V. Os adoramos y bendecimos, Oh Jesús
R. Que por tu Santa cruz redimiste al mund
“Pero, al caer yo, ellos se alegran,
se unen todos contra mí,
me hacen daño y nada entiendo,
me desgarran sin cesar.”
Sl 35, 15

Después de los buenos momentos… vienen siempre los peores.

El encuentro con lo más bello de la existencia no anula nuestra fragilidad.

Más de una vez, caemos.

Más de una vez experimentamos la derrota, sentimos que no somos tan importantes como creíamos, ni tampoco, nada de extraordinario.

Estamos, más de una vez, en el suelo. Encogidos. Como en el vientre de nuestra madre.

La flaqueza acumulada es una adversidad brutal. No sólo es necesario luchar contra lo que tenemos por delante, tenemos que combatir también las derrotas de las luchas anteriores, todos los dolores, cicatrices y heridas abiertas… todas las pérdidas.

¿Qué hace recurrente el sufrimiento a la voluntad?

Aumenta la tentación de de ceder al mal. Como si fuese natural habituarnos más a los vicios que a las virtudes.

A cada paso el camino se vuelve más largo…

Sufrimos lo que no merecemos. Pero la tristeza sólo es absurda cuando no se sabe por qué se lucha… mientras no se consigue ver  sentido alguno en el dolor…

Hay hombres y mujeres que, lejos de las miradas ajenas, luchan contra  adversidades enormes, dolores que algunos imaginan imposibles.

Luchan, sufren y se levantan, a pesar de todo.

Su voluntad de vivir y sonreír es mayor que la de desistir y llorar. Lloran, pero porque tienen voluntad de vivir.

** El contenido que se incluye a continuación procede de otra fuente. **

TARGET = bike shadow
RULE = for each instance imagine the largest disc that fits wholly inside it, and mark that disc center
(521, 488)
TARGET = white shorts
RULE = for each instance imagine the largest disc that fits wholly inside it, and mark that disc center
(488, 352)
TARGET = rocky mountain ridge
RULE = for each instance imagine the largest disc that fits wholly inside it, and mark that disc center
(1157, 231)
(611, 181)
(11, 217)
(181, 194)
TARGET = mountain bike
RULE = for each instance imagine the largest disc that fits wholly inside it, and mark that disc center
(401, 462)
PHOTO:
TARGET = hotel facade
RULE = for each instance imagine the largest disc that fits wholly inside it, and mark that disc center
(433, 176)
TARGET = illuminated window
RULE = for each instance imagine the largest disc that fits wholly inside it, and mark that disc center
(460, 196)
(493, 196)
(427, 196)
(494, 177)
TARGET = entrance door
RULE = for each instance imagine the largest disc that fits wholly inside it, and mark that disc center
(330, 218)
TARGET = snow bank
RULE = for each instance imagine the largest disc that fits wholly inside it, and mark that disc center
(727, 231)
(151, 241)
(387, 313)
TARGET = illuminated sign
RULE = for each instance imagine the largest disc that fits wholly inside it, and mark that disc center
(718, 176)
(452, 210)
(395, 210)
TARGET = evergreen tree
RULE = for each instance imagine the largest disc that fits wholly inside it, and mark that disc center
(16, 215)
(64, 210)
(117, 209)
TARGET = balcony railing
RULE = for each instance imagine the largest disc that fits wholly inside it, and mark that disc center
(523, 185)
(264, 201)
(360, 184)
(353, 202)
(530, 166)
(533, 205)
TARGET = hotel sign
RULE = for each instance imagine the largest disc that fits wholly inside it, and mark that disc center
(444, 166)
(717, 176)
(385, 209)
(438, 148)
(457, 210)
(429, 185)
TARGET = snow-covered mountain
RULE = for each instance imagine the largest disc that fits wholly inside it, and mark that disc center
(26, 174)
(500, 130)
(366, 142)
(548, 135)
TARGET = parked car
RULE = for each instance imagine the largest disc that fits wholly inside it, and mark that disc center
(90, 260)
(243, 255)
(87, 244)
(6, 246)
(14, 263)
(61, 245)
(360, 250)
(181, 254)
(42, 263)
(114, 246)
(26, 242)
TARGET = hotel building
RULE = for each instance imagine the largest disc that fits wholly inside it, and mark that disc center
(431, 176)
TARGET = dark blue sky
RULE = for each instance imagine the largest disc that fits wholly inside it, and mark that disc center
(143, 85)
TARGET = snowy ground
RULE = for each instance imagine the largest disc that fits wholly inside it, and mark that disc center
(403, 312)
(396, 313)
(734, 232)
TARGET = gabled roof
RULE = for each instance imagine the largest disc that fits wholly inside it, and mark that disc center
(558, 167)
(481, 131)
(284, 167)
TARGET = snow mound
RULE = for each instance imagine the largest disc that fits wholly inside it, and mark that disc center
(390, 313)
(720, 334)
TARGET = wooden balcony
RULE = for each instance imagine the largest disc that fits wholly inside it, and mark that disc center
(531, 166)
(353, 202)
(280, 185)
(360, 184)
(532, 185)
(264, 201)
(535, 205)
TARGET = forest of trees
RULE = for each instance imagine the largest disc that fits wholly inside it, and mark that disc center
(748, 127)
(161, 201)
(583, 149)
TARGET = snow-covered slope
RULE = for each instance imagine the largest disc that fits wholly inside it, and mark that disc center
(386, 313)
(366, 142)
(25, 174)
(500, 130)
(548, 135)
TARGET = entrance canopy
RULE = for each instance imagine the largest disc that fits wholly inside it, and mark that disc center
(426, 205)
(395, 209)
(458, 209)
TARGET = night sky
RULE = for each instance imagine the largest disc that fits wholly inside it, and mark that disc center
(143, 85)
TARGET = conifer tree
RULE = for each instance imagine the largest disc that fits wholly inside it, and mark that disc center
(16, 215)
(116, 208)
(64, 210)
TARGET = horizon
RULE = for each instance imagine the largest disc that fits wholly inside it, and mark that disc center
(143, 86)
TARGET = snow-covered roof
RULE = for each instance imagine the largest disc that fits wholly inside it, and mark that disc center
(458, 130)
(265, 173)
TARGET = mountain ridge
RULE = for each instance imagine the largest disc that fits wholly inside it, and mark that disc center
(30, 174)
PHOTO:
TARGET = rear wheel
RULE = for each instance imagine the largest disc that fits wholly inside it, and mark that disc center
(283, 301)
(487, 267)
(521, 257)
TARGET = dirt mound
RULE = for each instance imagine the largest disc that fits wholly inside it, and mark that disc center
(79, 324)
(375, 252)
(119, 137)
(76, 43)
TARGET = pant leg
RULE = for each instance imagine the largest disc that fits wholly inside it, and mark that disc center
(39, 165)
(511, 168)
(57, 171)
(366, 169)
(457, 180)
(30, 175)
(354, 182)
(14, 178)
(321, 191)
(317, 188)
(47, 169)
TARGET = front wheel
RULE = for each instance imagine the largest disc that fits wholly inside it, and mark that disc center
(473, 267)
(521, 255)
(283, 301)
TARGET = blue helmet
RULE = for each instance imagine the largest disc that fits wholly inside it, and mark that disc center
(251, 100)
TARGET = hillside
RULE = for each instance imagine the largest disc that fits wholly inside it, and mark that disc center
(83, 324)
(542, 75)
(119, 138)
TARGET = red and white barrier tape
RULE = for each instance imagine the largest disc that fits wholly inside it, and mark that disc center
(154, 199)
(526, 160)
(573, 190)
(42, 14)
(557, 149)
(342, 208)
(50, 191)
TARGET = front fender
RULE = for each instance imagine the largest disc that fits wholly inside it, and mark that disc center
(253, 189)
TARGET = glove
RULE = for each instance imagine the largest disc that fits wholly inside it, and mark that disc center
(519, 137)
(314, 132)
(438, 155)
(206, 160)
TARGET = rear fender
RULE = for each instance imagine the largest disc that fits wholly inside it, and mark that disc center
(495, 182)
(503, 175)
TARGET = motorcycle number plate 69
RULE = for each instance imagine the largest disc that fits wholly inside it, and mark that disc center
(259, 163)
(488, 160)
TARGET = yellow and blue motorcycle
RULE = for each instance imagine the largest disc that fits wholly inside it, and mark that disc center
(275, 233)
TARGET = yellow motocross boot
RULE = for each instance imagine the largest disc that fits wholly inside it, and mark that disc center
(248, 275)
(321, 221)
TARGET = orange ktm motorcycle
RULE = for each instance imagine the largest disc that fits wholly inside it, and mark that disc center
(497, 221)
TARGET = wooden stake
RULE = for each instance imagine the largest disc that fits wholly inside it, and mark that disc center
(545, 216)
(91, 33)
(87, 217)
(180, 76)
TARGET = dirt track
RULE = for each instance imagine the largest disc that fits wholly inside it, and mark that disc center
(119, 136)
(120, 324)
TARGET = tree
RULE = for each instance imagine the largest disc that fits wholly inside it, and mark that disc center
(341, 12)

Sonríen siempre que perciben que su sonrisa puede llevar esperanza a otro.

Pero, aunque estemos caídos en el suelo, estamos en camino, estamos haciendo camino, el nuestro.

Ese que es necesario llevar hasta el final… hasta el punto más alto… porque no somos de ningún agujero.
Los ojos en el Cielo.

El cielo en los ojos.

Y nos levantamos, sabiendo que volveremos a caer… y seguimos adelante, a pesar de saber que tendremos que resistir el dolor de las heridas y que las fuerzas se van extinguiendo.

¿Cuántas veces me doy cuenta de aquellos que luchan para salir del fondo del pozo?        ¿Cuántas veces tengo que levantarme?      ¿Qué quiero de mí?      

Su cuerpo está herido.

Herido por los golpes de los látigos, por los espinos, por la caída, por las piedras afiladas del suelo… Sufre.

De la cabeza a los pies, todo el cuerpo  todo el cuerpo está sujeto a violencia y dolor.

El Señor es su cuerpo: huesos, músculos, nervios, respiración, pulsaciones, ojos, pelo… “Me diste un cuerpo”.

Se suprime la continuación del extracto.